Set in the Second World War, the mansion that is still full to brim with spooky decor from the first film is being used to shelter a young schoolteacher, her headmistress and a troop of evacuee children. Such an unfortunate coincidence since the current resident quite enjoys killing young ones – isn’t it? The sequel leans more on the harsher and more unsettling part of the haunting – how Jennet goads and tempts the children into their own suicides – taking pleasure in it all whilst doing so. With Jennet up to her old tricks, the young schoolteacher Eve falls prey to being the one punished in particular for giving up her baby when she was younger.
I feel that the films’ focus on the deaths of the children more than the first, making it much more disturbing due to warming to the little ones. For many of the children their parents are now no longer able to take care of them due to other duties during the war, one of the child’s parents (Edward) were both killed in an evening of air raids which makes him unable to communicate – preferring to draw or write down anything he needs to express. The film focuses on the key moments of the emotionless faces of the children, mesmerized by the cloaked being, before their untimely deaths – making it feel more terrifying than the first film. This film is once again bursting at the seams with jump scares – louder and darker than the previous set.
A clever effect that was also used in the first film was the use of the shadows and how the director used them to play tricks on you. It is the same for the sequel with and added grainy effect, making you focus on what is happening on the screen intensely when something jumps out at you making you jump out of your seat. Its good at making you feel the terror the characters feel – as if your in there with them.
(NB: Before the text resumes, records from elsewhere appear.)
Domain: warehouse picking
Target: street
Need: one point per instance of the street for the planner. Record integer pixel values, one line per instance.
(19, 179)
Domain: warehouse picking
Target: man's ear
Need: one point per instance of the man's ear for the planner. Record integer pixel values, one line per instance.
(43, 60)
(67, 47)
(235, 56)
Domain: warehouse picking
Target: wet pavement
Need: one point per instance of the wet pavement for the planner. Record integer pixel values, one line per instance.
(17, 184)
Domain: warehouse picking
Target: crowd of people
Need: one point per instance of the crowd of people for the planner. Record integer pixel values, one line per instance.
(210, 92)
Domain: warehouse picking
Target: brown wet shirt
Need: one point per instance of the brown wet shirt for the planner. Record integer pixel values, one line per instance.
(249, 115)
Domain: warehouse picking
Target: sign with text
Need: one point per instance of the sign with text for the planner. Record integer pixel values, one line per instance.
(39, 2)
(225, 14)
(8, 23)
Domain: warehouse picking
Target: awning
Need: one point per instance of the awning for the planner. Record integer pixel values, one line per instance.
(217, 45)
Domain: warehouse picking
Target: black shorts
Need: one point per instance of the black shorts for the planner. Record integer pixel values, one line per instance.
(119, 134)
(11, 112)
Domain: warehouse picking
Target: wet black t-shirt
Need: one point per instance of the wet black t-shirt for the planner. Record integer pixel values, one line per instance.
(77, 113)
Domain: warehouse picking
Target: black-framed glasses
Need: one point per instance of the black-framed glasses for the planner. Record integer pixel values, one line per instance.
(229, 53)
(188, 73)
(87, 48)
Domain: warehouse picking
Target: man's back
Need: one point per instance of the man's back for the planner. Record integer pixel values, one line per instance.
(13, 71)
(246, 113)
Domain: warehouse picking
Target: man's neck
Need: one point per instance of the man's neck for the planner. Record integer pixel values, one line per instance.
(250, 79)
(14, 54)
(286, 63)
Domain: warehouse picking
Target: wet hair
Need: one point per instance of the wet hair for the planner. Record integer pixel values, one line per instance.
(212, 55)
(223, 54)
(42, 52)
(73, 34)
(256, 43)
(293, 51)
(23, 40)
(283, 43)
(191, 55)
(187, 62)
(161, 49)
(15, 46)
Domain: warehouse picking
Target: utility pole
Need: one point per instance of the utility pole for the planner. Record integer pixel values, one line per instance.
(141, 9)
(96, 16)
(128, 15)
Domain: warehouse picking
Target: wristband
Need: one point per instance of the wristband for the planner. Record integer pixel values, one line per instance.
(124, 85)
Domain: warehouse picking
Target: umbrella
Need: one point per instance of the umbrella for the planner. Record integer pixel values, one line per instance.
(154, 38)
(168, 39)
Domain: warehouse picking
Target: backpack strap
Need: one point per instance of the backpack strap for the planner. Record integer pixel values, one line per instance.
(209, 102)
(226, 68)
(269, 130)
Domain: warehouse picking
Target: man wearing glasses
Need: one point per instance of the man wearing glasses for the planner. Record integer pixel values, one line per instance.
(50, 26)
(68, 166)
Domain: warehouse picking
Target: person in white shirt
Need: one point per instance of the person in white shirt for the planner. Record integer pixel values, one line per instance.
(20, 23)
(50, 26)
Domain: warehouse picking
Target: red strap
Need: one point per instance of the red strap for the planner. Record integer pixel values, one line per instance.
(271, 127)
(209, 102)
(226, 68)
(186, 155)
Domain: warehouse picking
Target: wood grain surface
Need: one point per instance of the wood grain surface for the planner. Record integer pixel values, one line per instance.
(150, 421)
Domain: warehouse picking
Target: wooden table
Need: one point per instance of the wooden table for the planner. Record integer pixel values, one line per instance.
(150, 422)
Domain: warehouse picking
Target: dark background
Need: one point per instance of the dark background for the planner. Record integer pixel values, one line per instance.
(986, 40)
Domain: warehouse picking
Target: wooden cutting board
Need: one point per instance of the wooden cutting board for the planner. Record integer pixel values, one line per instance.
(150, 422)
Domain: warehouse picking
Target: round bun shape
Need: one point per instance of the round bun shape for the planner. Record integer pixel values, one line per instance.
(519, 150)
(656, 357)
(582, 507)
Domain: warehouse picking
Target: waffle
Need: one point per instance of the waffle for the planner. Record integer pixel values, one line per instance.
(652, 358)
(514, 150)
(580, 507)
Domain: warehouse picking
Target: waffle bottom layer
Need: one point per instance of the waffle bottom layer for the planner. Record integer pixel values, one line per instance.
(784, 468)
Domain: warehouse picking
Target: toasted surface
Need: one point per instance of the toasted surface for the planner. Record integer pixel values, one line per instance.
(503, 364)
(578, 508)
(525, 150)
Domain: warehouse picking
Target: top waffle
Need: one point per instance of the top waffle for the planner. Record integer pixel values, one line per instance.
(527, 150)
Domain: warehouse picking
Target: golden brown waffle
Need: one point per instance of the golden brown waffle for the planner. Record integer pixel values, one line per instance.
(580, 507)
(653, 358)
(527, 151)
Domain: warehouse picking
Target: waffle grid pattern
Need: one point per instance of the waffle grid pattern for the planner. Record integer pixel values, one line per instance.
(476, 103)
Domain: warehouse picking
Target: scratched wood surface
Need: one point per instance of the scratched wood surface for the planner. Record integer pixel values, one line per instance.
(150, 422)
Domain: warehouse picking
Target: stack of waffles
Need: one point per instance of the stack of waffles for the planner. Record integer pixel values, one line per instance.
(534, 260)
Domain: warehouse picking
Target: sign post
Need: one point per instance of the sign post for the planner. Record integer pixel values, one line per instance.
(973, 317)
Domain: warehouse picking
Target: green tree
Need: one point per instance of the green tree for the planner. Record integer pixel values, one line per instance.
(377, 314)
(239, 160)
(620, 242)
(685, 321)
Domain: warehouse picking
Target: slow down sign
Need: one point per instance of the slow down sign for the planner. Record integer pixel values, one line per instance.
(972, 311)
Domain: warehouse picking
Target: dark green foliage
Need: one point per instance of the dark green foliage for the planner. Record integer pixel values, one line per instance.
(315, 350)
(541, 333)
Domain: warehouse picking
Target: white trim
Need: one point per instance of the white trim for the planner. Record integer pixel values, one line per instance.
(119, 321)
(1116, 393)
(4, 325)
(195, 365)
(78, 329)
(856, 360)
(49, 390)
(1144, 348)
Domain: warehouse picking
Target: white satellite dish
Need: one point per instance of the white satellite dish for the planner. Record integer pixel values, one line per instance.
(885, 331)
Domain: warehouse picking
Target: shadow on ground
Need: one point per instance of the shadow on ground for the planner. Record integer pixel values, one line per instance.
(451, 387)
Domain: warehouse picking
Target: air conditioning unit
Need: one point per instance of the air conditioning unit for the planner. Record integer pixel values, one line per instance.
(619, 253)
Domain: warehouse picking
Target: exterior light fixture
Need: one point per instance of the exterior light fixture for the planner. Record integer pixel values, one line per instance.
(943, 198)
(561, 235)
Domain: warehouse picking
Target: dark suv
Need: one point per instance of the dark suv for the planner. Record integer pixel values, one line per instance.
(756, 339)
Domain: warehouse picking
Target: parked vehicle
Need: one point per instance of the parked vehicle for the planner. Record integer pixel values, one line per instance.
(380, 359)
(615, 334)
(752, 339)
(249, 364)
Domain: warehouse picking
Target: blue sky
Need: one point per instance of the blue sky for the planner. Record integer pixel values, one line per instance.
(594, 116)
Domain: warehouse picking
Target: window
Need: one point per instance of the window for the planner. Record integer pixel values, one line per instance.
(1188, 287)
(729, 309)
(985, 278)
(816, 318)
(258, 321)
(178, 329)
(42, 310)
The only part of the film I didn’t warm to was the love story. Just because the protagonist is a female does NOT mean she has to be saved by some heroic guy. Its a horror film – lets keep it that way – this love nonsense seemed so stark against the main storyline and made it hard to take both characters seriously despite their stellar acting in the horror scenes.
The ending was weak in comparison to the rest of the film. Two thirds of the film are full of urgency and terror and the ending is much of the same stuff we saw last time – making it end on a bum note. Edward and Eve are happily living in London after the films events when the woman – who we now know can actually leave Eel Marsh house – appears, smashing an image of Edward – one of the only children she failed to kill.